ダウン症児 中学二年生のアキラ君の机の横にはテレビがあります。

彼はそのテレビ画面を見ながら、キャストなどの文字を写すのが大好き。

 

子どもを育ててるとき、心配になるのって「この子、ずーっと同じことやってるけど、大丈夫なんかな? 別のこともさせたほうがいいんじゃない?」ってことではないでしょうか。

私はそうでした。

 

基本的に私は限りなく手を出さず、ずーっと見守り、待ち続けるタイプの人間です。

町中でタバコをポイ捨てしたり、怒鳴っている人を見たら、ついついちょっと尾行して相手がどんな方なのか知ろうとしてしまうような人間です。声はかけませんよ。観察するのが好きなのです。

 

そんな私ですが、アキラが三歳ぐらいの頃、毎日ミニカーを机や床に並べ続けているのを見ていると心配になりました。

彼は一日中同じことをしている。

車を縦列渋滞にして、先頭車両を数台分進めては、後続の車列をその分だけ進める。

というのを机の四辺を使ってずっと延々と何時間でもやっていました。

 

余りにも心配になった私は、当時通っていた療育施設で先生に聞きました。

違う遊びに誘うなど気を反らした方がいいでしょうか?

先生はニコッと笑って「大丈夫ですよ。車を並べるのって算数の入り口になるんです」と仰いました!

曇っていた私の頭は快晴になりました。なんと。

こんな幼いのに算数の入り口にいるとは!

というわけで、私は彼が同じことをし続けるのを自信を持って止めないことにしました。

 

彼の趣味は年ともに移り変わり、

【幼少期】

シールを同じ場所に高く貼り積む(シールと紙をたくさん与えました)

【小学生】

→シールに飽きて、紙に「ま」を書き続ける(それは呪いのようでした)

【小学生後半】

→字を書くのが好きならと与えた箱いっぱいの裏紙を分類し始める

 (仕分けの基準は不明。3-4種類に分けてましたし、私たちが間違えると怒り、

 一枚メモに使おうとしたら怒られました)

【中学生】

→分類に飽きて、再び文字を書き連ねる(DVDの裏の説明書き)

→DVDに飽きて、録画画面に字幕を出し、画面静止して文字を書き写す

【最近】

→何のチャレンジなのか録画を流しながら書く(追いつかないので何度も戻す)

→書いたものを切り刻む

と変化してきました。

 

気に入ったことを、とことんさせるってのは普通に子育てで大事なことですよね。

そして「変な趣味やな」と家族全員で思いながらも放置しておくと、趣味がどんどん変わっていって、面白いです。

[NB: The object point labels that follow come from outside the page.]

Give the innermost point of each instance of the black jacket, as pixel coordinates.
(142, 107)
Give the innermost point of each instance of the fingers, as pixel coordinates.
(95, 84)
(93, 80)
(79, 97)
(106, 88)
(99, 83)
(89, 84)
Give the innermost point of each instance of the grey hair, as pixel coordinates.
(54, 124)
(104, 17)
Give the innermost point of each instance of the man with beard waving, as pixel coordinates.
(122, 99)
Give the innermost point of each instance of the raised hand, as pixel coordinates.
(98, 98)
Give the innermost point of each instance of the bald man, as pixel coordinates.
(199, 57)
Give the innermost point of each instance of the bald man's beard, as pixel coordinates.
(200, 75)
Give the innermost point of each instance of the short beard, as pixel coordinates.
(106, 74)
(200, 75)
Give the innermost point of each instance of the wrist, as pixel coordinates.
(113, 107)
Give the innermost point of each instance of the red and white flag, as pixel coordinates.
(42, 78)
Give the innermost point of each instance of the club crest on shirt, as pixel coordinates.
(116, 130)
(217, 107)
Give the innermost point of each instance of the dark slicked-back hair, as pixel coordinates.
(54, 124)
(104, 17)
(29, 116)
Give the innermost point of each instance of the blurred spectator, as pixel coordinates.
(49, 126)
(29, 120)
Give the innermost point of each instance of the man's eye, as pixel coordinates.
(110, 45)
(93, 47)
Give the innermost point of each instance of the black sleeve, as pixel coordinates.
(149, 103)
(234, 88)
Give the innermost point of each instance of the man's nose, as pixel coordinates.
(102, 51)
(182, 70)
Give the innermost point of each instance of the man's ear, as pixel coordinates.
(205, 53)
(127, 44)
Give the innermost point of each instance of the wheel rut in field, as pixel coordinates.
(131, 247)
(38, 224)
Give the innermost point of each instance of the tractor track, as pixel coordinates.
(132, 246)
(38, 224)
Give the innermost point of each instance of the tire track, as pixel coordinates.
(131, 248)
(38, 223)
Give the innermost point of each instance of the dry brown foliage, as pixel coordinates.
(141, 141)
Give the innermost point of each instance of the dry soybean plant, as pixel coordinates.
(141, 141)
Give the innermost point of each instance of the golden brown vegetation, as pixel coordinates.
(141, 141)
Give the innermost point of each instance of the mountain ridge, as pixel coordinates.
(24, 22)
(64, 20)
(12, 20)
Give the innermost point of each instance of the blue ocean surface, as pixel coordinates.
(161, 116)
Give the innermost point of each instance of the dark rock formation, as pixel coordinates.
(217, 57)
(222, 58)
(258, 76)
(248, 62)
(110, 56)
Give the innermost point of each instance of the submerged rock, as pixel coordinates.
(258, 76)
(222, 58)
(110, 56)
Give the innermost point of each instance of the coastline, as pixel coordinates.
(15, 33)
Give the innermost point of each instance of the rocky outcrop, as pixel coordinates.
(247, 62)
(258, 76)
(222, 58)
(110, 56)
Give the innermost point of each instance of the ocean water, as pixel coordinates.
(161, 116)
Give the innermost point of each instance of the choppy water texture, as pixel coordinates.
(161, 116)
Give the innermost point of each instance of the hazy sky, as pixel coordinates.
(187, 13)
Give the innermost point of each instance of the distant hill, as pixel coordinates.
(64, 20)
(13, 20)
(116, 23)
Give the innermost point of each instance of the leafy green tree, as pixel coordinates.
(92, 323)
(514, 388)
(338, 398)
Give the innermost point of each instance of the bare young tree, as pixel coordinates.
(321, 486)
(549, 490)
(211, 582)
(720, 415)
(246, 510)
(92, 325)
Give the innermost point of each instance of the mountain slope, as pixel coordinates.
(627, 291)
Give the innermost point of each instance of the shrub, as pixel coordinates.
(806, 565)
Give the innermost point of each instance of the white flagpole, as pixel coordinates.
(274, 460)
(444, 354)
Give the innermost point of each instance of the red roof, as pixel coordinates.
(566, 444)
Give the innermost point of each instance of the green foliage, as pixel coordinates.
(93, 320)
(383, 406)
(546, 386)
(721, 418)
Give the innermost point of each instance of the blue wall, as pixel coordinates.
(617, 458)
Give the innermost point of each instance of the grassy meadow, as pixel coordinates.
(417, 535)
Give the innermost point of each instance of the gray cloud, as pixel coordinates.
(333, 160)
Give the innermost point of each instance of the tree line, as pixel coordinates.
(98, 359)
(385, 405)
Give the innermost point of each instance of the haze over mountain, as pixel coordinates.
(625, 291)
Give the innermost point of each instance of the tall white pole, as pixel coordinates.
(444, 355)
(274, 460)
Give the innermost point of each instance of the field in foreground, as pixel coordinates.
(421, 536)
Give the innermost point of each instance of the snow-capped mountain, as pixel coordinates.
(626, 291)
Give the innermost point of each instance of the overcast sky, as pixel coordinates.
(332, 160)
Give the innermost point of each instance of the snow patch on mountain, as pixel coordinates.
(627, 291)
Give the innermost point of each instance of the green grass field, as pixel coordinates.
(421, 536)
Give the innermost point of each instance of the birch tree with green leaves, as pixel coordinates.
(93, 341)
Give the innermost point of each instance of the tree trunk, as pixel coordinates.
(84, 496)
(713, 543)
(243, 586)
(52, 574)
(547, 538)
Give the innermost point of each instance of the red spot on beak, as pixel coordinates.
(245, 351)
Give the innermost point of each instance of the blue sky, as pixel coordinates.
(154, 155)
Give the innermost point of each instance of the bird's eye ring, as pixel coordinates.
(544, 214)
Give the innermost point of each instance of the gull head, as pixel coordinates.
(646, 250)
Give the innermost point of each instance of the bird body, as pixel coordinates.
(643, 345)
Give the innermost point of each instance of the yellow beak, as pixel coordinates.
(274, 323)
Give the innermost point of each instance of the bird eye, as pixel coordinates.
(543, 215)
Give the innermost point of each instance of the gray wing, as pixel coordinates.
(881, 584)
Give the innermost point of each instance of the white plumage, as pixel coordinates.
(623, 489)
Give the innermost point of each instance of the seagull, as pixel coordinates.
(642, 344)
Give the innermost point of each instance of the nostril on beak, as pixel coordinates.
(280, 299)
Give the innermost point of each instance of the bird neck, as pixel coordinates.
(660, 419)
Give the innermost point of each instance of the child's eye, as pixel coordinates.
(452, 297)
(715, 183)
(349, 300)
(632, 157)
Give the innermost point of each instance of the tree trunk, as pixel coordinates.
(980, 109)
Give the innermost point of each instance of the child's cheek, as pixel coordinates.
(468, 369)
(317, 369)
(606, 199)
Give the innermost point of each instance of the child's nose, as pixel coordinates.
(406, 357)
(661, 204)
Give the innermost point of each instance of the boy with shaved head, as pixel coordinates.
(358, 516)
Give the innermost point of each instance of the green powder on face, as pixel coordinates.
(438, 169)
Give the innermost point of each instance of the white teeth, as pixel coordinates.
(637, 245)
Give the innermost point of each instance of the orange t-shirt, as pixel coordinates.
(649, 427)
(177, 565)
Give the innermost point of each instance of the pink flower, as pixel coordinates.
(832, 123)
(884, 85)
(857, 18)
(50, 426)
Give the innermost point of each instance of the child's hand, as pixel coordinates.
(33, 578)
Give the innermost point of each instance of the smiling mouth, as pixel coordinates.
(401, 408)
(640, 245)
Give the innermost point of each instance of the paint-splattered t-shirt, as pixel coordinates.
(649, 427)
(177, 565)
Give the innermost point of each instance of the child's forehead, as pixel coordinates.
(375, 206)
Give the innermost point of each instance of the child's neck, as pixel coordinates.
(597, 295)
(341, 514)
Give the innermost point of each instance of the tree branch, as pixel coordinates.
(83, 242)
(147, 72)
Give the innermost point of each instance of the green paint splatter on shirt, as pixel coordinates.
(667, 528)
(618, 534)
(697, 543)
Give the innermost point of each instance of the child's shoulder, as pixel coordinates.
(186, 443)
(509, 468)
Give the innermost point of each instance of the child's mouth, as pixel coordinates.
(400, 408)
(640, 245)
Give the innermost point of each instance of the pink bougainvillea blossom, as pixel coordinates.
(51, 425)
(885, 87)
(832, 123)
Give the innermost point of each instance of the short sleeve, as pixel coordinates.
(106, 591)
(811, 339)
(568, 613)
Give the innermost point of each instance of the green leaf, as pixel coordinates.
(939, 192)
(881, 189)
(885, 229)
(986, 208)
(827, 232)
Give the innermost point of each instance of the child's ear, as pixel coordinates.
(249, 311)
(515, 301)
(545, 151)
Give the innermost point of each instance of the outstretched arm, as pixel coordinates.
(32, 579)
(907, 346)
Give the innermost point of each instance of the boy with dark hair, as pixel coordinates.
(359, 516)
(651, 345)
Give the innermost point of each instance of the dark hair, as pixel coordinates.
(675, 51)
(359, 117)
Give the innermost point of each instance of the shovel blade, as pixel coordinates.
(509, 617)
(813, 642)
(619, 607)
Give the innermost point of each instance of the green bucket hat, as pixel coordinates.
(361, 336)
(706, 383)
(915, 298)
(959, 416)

同じ場所をいつも回転しているように見えて、彼はスパイラルにじわじわ移動しているようです。

 

そういえば、家の中にブロックをヘンゼルとグレーテルみたいに一個ずつ置いていくってのも一時流行ったなぁ。その後、数ヶ月、意外な場所でブロックが見つかり続けました。

 

そういうの、彼は知的障害があるので謎な行動にハマるんだろうかと思う瞬間もあるんですけど、後で意味がわかることもあり。

ブロックは何かの映画で見た真似っこでした。

今、書いた文字を切り刻んでいるのも、どうやら「コナンVSルパン」の映画で見た脅迫状の再現みたいです。

彼は難しい言葉はわからないので「脅迫状」とは言いませんし、自分の行動を説明するのを嫌がるのでなかなかわからなかったんですが。

 

そうやって好きにハマってると、勝手に文字も上手になり、小さい文字を書けるようになり、ハサミで好きに切れるようになり、何となく能力もアップしてる気がする。

次は何にハマってくれるのかなぁ。

 

ちなみに、車は算数の土台にって喜んだけど、彼は算数は未だに超苦手。